Jon Natkins (WibiData) has a guest post on Cloudera’s blog about using “Apache Oozie for scheduling recurring Hadoop jobs“.
CDH, Cloudera’s open-source distribution of Apache Hadoop and related projects, includes a framework called Apache Oozie that can be used to design complex job workflows and coordinate them to occur at regular intervals. In this how-to, you’ll review a simple Oozie coordinator job, and learn how to schedule a recurring job in Hadoop. The example involves adding new data to a Hive table every hour, using Oozie to schedule the execution of recurring Hive scripts.
If you are going through this tutorial you’ll notice that it is not about only about Hadoop and Oozie, but also jars, Hive and XML. And some more XML. The article ends up having 10 “pages”1 to explain how the task is done.
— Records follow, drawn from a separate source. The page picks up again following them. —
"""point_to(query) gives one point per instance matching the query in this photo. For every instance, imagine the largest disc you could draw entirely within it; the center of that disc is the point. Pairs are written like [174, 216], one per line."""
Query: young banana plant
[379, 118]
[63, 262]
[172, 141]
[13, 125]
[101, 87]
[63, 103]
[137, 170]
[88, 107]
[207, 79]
This is the sort of complexity of the Hadoop environment that vendors in the space are talking when promoting their own proprietary, oftentimes commercial, products. Even if I don’t like agreeing with it, it is true.
The current state of affairs in the Hadoop space is that pretty much everything is possible, but the complexity of getting results varies way too much. Open source companies like Cloudera and Hortonworks use this as an advantage (or excuse) to sell their training and consulting services, and tools. But by not addressing this sort of complexity in a more strategic, coordinated way2 they’re also exposing themselves to the risks of losing their market share to companies that will focus on transforming the doable into something repeatably easy and friendly.
I counted the number of times I’ve clicked Page down to get to the end. ↩
"more strategic, coordinated way" sounds like BS, but I couldn’t find a better formulation for saying that they should bury the money hatchet and work together to make sure no other company is going to steal their lunch, just because it has more budget and focus. ↩